「コウノトリの赤ちゃんが生まれた」兵庫県豊岡市で3月27日に二羽の誕生が確認された。その日、私たち河童親子でそのコウノトリの住む湿原を荒らす外来種駆除に参加していた。胸まである長靴に身をつつみ、子どもは沼にはいりおお喜び。はたから見れば水あそびのようであるが、ちゃんと子どもは学んでいた。
「コウノトリはむかしおったん?」
「むかしむかしはたくさん居たんだろうけど、科学農薬を使うようになってドジョウやカエルが田んぼにおらんようになって、コウノトリもおらんようになったんやでぇ」
「なんで海外からきた魚を駆除すんの?それもコウノトリの餌になるんちゃうん」
「コウノトリの餌を全部食べてそいつだけになるからあかんのやでぇ。自然のなかでのバランスがくるうからなぁ。お前も毎日おんなじ魚ばっかり食べられへんやろ」
「そやなぁ」
「いろんな種類がおるから、自然ってバランスとれとるんや。これが生物の多様性が大事やゆう事やね」
豊岡市さんが主催し、新日本石油さんが協賛した『ENEOSわくわく生き物学校』という集いだ。コウノトリ野生復帰に取り組む豊岡市で、生物の多様性や外来種に対する知識を子どもたちに正しく伝えようという催し。環境保全活動のまなびにはもってこいの題材。子どもは喜んで参加していた。コウノトリ、そして子どもたちのための環境保全なのだから。こうのとりの郷公園でコウノトリを観察したあと、2002年に飛来した渡来コウノトリ「ハチゴロウ」が居ついたハチゴロウの戸島湿原で外来駆除活動について、コウノトリ湿地ネットの三橋弘宗さんのお話をきき駆除作業をお手伝いしたのだ。三橋さんのお話がおもしろくて、よくわかる。
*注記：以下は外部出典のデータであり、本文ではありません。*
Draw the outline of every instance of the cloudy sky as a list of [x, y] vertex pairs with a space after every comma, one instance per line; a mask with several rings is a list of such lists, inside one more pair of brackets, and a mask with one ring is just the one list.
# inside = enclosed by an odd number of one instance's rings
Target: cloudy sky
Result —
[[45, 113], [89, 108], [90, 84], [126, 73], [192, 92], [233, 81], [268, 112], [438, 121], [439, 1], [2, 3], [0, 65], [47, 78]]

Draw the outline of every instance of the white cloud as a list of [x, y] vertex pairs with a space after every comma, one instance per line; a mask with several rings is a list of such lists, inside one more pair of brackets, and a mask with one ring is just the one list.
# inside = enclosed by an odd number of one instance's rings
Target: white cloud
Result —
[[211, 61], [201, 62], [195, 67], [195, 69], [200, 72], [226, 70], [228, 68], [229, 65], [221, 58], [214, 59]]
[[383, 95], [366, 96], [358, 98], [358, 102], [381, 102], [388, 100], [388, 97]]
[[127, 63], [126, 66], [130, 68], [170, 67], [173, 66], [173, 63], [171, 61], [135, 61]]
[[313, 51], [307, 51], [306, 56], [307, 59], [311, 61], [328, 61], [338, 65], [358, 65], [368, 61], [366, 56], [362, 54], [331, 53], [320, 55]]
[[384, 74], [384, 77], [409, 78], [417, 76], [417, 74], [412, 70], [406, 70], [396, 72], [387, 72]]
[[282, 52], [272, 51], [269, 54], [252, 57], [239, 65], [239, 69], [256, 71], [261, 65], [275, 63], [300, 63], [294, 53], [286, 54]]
「くじびきがおもしろかったなぁ。アタリがちゃんと入ってても当たらへんねんなぁ」外来種が増えるとどれくらい困るの?と題した講師の三橋弘宗さんのワークショップは、ほんとよく解るあそびだった。1匹2匹種の保存ができたからって、それで次の代につながるかというと、そうは問屋がおろさない。「そのことがなんであかんのか?」が理解できれば子どもだって「じゃぁ、こうしよう」と考える。そうなることはわかっていましたけれど、とよく聞かれる逃げ口上だけれど、それじゃぁだめだ。ちいさなことからコツコツとやっていくしかないのだ。それでいいのだ。「いきものって、ひとりだけ生き残ってもしかたないんやなぁ」
うらやましくおもったのは、豊岡の人は「コウノトリ」でつながっているということ。コウノトリが飛ぶ姿を観れば「翼をください、あぁ空がとべたらなぁ」と雄大な気持ちになり。ヒナがかえれば「無事巣立ちをしてほしい」と願い、「命が宝」とそれが地域の話題となる。これがええ。おんなじ兵庫県に住んでいてもこれだけ地域の差を感じた、みんながええ町やおもえる、誇りにおもえる町に住みたい。そう子どもも感じられる町を大人はつくらんといかんのやねぇ。
「おかえり、コウノトリ。今度はみんなで暮らすから」。すてきな言の葉が豊岡には掲げられていた。